Suppose a triangular silk scarf has both of its shortest sides 14 inches long. If the angle between these sides is 110º, what is the area of the scarf? Round your answer to the nearest tenth of a square inch. (Enter only the number.)
if the third side is 2x, then
x = 14 sin 55º, and the height is
h = 14 cos 55º,
so the area is hx = (14 cos55º)(14 sin55º) = 7 sin 110º
To find the area of the triangular silk scarf, we can use the formula for the area of a triangle, which is given by:
Area = (1/2) * base * height
In this case, the base of the triangle is one of the shortest sides of the scarf, which is 14 inches. To find the height, we need to use trigonometry.

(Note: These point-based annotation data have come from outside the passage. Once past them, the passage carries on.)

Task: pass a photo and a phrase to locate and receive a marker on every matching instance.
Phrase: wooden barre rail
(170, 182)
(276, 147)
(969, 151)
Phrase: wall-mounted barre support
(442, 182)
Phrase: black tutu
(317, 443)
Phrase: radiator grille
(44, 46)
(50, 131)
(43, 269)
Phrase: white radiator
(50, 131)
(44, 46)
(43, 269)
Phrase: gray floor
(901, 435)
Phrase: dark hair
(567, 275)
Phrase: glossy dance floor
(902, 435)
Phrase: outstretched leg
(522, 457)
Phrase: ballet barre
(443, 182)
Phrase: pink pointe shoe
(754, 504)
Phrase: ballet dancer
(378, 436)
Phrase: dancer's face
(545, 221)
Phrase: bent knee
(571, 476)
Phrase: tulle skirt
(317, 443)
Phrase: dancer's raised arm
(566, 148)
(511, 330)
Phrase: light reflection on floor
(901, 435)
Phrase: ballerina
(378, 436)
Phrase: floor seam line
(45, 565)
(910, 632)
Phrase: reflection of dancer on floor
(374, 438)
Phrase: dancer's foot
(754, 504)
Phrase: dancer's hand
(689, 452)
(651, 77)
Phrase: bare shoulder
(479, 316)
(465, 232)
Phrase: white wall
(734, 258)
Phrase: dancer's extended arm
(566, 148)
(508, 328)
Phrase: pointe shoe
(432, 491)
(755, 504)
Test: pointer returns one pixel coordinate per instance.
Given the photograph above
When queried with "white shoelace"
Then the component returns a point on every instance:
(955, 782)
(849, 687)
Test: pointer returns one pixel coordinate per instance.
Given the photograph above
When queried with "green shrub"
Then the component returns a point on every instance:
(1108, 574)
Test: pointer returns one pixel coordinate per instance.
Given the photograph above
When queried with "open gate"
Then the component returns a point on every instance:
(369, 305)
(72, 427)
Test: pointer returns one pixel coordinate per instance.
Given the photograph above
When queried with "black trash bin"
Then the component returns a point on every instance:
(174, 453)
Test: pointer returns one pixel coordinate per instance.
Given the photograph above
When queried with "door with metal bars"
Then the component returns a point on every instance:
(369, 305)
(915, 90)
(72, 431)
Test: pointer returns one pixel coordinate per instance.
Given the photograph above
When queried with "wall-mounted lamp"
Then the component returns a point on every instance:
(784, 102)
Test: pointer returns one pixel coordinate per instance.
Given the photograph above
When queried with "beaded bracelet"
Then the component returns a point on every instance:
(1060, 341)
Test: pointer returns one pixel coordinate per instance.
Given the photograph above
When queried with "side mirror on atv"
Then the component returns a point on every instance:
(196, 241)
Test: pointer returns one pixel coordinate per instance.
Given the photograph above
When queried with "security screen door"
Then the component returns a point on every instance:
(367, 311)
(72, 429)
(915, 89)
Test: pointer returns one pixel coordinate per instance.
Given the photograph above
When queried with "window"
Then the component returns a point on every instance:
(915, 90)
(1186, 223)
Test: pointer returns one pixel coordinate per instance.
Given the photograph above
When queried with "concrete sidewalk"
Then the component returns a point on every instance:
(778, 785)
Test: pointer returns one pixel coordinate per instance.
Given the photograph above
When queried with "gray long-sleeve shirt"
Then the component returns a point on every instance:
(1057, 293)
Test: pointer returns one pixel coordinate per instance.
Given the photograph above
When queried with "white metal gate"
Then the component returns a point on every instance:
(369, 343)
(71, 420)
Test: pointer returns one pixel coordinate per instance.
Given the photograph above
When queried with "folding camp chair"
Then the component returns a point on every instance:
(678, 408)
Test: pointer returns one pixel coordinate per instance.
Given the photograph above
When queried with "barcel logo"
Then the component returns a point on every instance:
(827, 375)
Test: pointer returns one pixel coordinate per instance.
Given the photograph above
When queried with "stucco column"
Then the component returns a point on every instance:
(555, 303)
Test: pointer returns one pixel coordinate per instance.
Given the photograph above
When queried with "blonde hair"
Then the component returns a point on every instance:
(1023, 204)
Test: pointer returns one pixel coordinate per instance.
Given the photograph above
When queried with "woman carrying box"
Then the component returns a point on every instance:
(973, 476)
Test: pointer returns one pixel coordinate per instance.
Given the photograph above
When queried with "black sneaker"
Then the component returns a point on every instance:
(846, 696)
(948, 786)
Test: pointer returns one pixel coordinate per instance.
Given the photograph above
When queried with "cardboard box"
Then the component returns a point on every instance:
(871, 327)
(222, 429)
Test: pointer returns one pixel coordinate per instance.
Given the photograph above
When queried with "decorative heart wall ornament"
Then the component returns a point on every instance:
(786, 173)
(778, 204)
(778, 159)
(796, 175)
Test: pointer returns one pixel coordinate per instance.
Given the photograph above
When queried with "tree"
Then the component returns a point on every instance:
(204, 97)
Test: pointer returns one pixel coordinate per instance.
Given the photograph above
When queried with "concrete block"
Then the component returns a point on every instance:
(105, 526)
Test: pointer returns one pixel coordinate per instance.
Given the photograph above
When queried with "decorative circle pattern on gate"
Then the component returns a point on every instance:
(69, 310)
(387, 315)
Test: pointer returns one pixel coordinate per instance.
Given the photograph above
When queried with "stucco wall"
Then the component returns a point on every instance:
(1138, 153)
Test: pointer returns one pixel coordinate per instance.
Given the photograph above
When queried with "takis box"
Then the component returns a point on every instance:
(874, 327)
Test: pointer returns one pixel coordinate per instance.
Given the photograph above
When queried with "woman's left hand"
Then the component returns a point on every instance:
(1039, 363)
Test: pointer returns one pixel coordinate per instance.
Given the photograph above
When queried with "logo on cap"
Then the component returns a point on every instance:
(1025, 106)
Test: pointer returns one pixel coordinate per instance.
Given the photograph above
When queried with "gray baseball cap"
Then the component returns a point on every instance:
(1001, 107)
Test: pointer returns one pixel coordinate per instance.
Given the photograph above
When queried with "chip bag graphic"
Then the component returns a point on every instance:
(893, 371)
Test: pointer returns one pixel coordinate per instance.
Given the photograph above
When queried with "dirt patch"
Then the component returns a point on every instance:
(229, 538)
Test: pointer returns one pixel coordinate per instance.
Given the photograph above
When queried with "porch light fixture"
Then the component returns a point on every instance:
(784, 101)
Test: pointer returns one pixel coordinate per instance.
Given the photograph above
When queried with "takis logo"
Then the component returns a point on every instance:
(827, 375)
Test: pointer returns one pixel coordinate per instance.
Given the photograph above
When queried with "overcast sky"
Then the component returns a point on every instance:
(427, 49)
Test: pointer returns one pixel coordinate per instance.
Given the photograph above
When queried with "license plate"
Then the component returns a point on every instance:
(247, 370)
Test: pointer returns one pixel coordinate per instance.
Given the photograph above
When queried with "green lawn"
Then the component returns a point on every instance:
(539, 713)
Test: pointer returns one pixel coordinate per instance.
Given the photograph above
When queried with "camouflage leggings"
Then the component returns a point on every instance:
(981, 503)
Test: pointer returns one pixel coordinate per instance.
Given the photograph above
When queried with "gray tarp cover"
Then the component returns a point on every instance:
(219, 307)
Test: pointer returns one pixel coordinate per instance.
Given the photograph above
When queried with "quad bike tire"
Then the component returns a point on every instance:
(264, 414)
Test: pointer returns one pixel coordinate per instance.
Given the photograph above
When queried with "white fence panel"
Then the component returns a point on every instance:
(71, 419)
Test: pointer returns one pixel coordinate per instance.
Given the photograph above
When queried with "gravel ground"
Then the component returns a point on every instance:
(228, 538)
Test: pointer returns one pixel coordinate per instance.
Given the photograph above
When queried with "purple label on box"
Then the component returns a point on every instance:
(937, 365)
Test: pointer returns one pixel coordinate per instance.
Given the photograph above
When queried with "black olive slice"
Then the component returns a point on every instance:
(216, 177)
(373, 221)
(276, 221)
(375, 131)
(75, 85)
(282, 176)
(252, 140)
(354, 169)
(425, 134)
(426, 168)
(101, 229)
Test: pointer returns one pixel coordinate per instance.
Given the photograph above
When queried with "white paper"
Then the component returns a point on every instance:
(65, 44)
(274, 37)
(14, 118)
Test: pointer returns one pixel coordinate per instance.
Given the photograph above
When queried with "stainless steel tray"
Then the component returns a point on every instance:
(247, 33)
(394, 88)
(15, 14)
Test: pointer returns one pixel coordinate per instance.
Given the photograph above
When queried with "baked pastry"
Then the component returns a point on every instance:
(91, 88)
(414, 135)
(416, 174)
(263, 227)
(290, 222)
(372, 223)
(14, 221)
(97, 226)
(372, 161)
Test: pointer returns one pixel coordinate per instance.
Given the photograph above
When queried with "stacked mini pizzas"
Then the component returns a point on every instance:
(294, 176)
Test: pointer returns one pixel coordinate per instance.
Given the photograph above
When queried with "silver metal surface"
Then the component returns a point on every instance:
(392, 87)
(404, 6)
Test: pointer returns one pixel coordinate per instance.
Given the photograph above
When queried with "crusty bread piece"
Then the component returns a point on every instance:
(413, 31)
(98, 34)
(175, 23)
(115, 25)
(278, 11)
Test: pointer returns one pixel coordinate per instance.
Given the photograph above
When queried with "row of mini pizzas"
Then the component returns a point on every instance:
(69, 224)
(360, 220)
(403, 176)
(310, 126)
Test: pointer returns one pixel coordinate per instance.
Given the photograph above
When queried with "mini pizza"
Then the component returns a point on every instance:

Since we know the angle between the two shortest sides of the triangle is 110º, we can use the sine function to find the height. The sine of an angle is the ratio of the length of the side opposite the angle to the length of the hypotenuse. In this case, the side opposite the angle is the height of the triangle, and the hypotenuse is one of the shortest sides of the scarf.
Using the formula for the sine function:
sin(angle) = opposite / hypotenuse
We can rearrange the formula to solve for the height:
height = opposite = sin(angle) * hypotenuse
height = sin(110º) * 14 inches
Now, we can calculate the height of the triangle using the sine function:
height = sin(110º) * 14 inches
≈ 13.99 inches
Now, we can substitute the values of the base and height into the formula for the area of a triangle:
Area = (1/2) * base * height
= (1/2) * 14 inches * 13.99 inches
≈ 97.9 square inches
Therefore, the approximate area of the scarf is 97.9 square inches.